I've thought a lot about this, and on August 24 at the Peterborough Folk Festival, I'll be hosting a workshop on the subject. I'll bring my own ideas and examples, but I'd like to hear your take, too. Bring an instrument and a song you've written in the old-time tradition, or a classic tune you're working on. We'll be in Nicholl's Oval Park (725 Armour Rd), at the top of the hill. Start time is 2:00 pm.

And oh yeah - there'll also be tons of incredible music all day. The Folk Fest is a great way to cap off the summer, so don't miss it!

Monday 5 August 2013

Film Review: The Act of Killing

This weekend I saw one of the best movies I will ever see, a documentary entirely specific and unto itself. No other film can borrow its techniques, at least not without wildly different results. Even that is unlikely to happen, because the kind of intelligence and nerves-of-steel resolve it takes to make something like this are rare.

The Act of Killing follows several perpetrators of the 1965 communist purge in Indonesia, a genocide that killed at least half a million people. Far from being held accountable, the killers are still feared and respected in Indonesia today. The state is so supportive of them that when director Joshua Oppenheimer tried to make a documentary about the survivors of the massacre, he was frustrated at every turn. His solution was to approach the killers, who were only too happy to boast about their exploits. Together they made a harrowing film.

Oppenheimer offered to let the killers re-enact their crimes for the camera however they saw fit. Their bizarre interpretations involve 1940s gangster costumes and dance interludes. As compelling as the concept is, it mostly acts as a framing device for the action behind the scenes: executioner Anwar Congo sees nothing wrong in screening a gory murder scene for his grandchildren. An actor playing a communist confesses that his stepfather was murdered. The killers discuss the need for comic relief.

The film is short on historical details, but the decision works in its favour. Its purpose is not to inform you of names and dates but to show you, quite painfully, what living in a distorted reality looks like from the outside. There is an inherent guilt that comes with thinking you are having a profound experience through film, when that film is showing you things more horrifying and violent than you could ever truly guess at. The The Act of Killing reckons with that by showing the executioners not as sadistic visionaries, but stunted adolescents. Their method of dispatching communists was borrowed from The Godfather, their self-image as gangsters borrowed from American cinema. The question of how their glorified interpretation of the past will actually be perceived occurs to them late, and only hazily. What makes this doubly sickening is how easy it becomes to see where one's own reality might be distorted. I thought of recent stories about unchecked surveillance of citizens in Canada and the United States, and could imagine some choice news clips slotting into a wrenching documentary forty years from now.

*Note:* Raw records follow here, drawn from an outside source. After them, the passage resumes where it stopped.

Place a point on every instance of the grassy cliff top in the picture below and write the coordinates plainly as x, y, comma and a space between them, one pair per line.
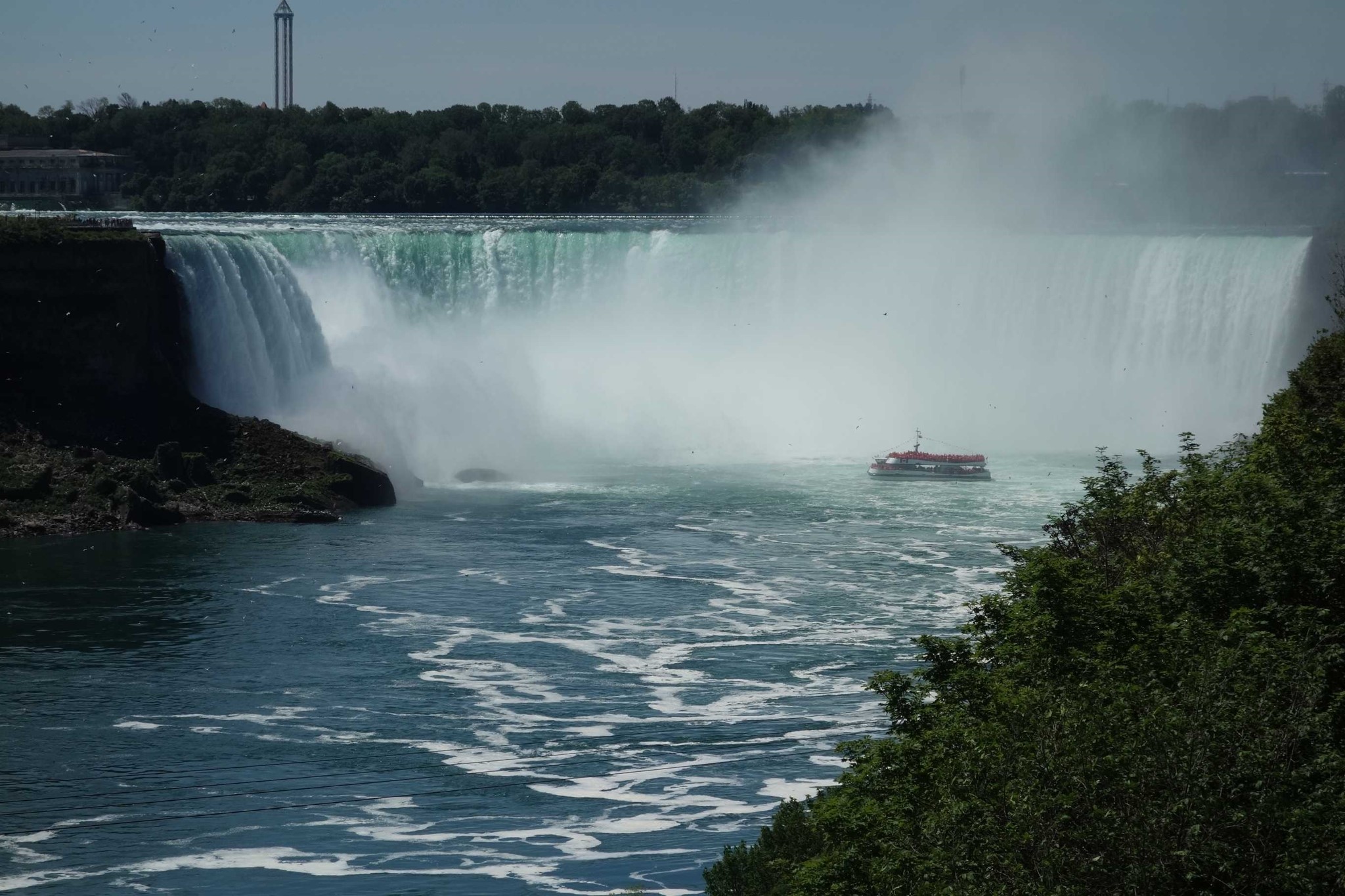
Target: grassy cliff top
24, 228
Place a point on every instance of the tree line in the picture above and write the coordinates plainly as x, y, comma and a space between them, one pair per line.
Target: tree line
1259, 160
639, 158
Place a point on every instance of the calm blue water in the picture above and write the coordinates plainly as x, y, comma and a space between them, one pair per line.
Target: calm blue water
571, 687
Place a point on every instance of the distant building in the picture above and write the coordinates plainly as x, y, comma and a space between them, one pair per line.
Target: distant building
30, 168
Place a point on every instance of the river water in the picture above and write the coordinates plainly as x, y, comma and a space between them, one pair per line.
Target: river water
562, 687
595, 677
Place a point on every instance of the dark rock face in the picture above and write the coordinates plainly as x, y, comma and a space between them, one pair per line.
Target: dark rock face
97, 427
481, 475
361, 481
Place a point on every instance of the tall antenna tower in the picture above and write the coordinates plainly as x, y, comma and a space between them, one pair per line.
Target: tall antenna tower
284, 55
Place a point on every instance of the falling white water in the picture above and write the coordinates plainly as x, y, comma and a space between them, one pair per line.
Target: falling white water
254, 333
513, 345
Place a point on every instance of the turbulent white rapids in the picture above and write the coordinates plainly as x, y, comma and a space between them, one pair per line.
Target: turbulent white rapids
508, 343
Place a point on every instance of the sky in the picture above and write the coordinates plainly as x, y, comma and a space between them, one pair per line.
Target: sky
430, 54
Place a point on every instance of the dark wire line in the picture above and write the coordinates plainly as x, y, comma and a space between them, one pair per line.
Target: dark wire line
363, 800
595, 750
552, 763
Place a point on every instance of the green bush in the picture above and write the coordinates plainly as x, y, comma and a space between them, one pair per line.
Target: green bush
1155, 703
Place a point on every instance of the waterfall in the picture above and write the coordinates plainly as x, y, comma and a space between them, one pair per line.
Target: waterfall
254, 333
502, 343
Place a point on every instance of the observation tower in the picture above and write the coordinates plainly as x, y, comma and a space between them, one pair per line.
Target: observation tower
284, 55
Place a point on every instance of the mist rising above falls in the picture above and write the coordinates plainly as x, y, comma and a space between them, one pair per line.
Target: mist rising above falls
505, 345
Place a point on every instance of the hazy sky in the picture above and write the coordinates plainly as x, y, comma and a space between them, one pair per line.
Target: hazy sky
422, 54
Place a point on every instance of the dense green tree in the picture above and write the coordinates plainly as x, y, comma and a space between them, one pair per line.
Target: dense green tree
229, 156
1155, 703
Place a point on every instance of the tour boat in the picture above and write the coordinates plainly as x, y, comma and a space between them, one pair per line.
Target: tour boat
923, 465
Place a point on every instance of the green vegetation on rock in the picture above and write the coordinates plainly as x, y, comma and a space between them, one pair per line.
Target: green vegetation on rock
1155, 703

That's the cynical, despairing side, but there is also a hopeful one. In The Act of Killing you can see Anwar Congo, however dimly, coming to reckon with his crimes through the reenactment. It happens through the images themselves, and simply the process of trying to corral his memories into a final product. It's powerful stuff, and it makes the documentary much more than a commentary on itself. Something about the blend of surrealism, politics, and psychology makes it operate on more levels than I can name or guess at.

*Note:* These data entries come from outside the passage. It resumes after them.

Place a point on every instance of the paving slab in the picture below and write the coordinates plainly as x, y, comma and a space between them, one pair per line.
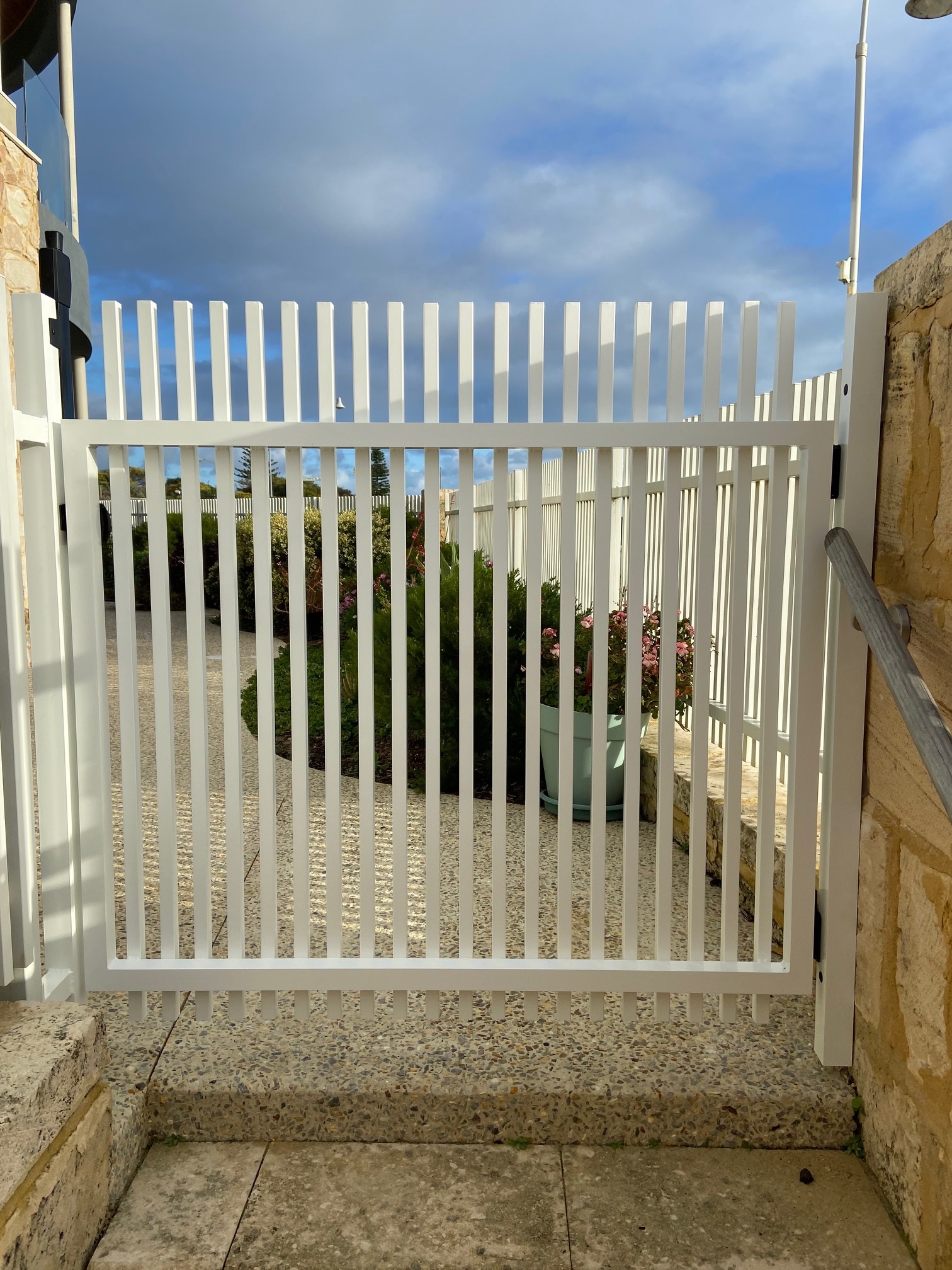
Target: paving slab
428, 1208
182, 1210
662, 1210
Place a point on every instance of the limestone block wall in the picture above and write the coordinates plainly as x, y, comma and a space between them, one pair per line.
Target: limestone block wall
20, 216
903, 1062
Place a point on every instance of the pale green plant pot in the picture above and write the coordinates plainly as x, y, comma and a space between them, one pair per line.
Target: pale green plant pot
582, 762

I'm intimidated simply writing about it, because anything I say is bound to be reductive. I can only recommend The Act of Killing as one of the most potent and thought-provoking things you're bound to see. When I left the theatre I was stunned into silence, knowing I could probably count on one hand the number of films that had affected me like this. Werner Herzog agrees: "the film is so powerful, so frightening, and so surreal that it will take decades until you see something of that caliber again. It just doesn’t happen very often."